KABUL, Afghanistan – It’s been 10 years since the start of the American invasion that toppled the Taliban regime and ushered in the current era in Afghanistan’s history. But that’s not really correct. The invasion was only one part of the picture in those final, cold, bloody months of the Taliban government’s five-year hold on power. Ragtag anti-Taliban Afghan militias did most of the fighting, backed by American air power, money and Special Forces. The factional civil war that had already been raging for nine years roared to its end amidst popular jubilation –especially in the country’s brutally repressed ethnic minority communities– but also terrible crimes, a dangerous flood of weapons and cash that continues to this day, and widespread fear of a return to warlordism.
Resurgent since 2006, the Taliban have prevented or rolled back virtually all social and economic progress in the south and southeast of the country and are gaining ground in the north and are choking off vital trade and travel routes into the central highland region. Joint international and Afghan military operations against the increasingly fractured militant movement have achieved shaky, often fleeting gains at steep costs.
Afghanistan is a place where conflicting trends and movements coexist, sometimes side by side in uneasy peace, sometimes clashing violently. Social boundaries are simultaneously rigid and undefined and ever shifting.
In Kabul, the capital city home to perhaps as much as 20 percent of the population, these conflicts and contradictions are on full display. A single month can see a siege-style attack by Taliban suicide bombers and hundreds of teenagers jumping ecstatically and throwing their arms in the air at the opening of the country’s first ever rock festival.
Women and girls work in offices and shops, run companies, stroll through the markets alone, even drive their own cars in some progressive enclaves –but then vanish with eerie swiftness at nightfall and are palpably unwelcome in the city’s fast food restaurants, where young Afghan men gather to bask in their ideal of modernity, in a gleaming world without women.
Raw sewage runs from mud compounds into open street drains and under the sneakers of young, urban Afghans checking their facebook accounts using cheap, pre-paid data service on Chinese knockoff smartphones. In major towns and cities, scarcely a single block is without an internet cafe. From early morning to late at night, these cafes are full of young men, and only young men. They are regarded as off-limits to women and girls.
A small but growing middle class of civil servants, entrepreneurs and nonprofit workers is fueling a construction boom in major urban centers. Many of the new high-rise apartment buildings redefining the ancient skylines of Kabul, Mazar Sharif and Herat are being built with unskilled labor and dangerously low quality building materials, raising the specter of mass tragedy when the next major earthquake hits.
An increasingly sophisticated and assertive galaxy of non-governmental organizations, associations, lobbies and coalitions works on issues ranging from domestic violence to environmental protection. Social conservatives assail them with accusations of moral corruption and frustrate their efforts to address deep social problems such as sexual violence and forced marriages.
Independent media outlets, likewise, have proliferated, bringing to Afghans a hitherto unknown diversity of content and opinion. But most media outlets are still financially unsustainable and rely on grants from international foundations to keep the lights on.

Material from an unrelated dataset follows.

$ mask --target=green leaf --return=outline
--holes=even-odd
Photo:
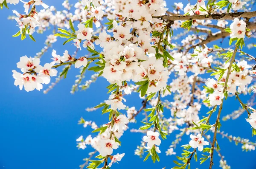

Elections are held for legislatures at the provincial and national levels and for the presidency. But power does not yet change hands peacefully. The two most recent national polls were plagued by fraud, violence and disorder on a massive scale. For these reasons, few Afghans believe there will be any more experiments with democracy after the international community leaves.
Justice sector reform, a key demand of ordinary Afghans after decades of repressive and arbitrary rule, has been slow, halting and underfunded. A functioning court system is still years, if not decades, away. Progress on this front, too, has been patchy. Executions are still carried out, but they are no longer public spectacles (outside of Taliban-controlled areas) and the death penalty is reserved for violent crimes. Afghanistan’s women’s prisons, scrutinized by human rights workers and renovated with aid money, are no longer decaying houses of horror. But women are still routinely arrested for “moral” crimes, abused by the police and handed arbitrary and excessive prison sentences by misogynist judges. Torture is rife in men’s prisons and in police detention. Fair trials remain the rare exception.
Afghan young people look enviously at the movements launched by their peers in the Middle East and try hard to imagine a day when their moment to move history, to drive reform and to demand accountability from those in power will come. They are the overwhelming majority, these young people, and they carry hope in their hearts, but also fierce anger at the innumerable injustices that continue to choke progress in their country like the gritty dust of unpaved roads chokes their throats.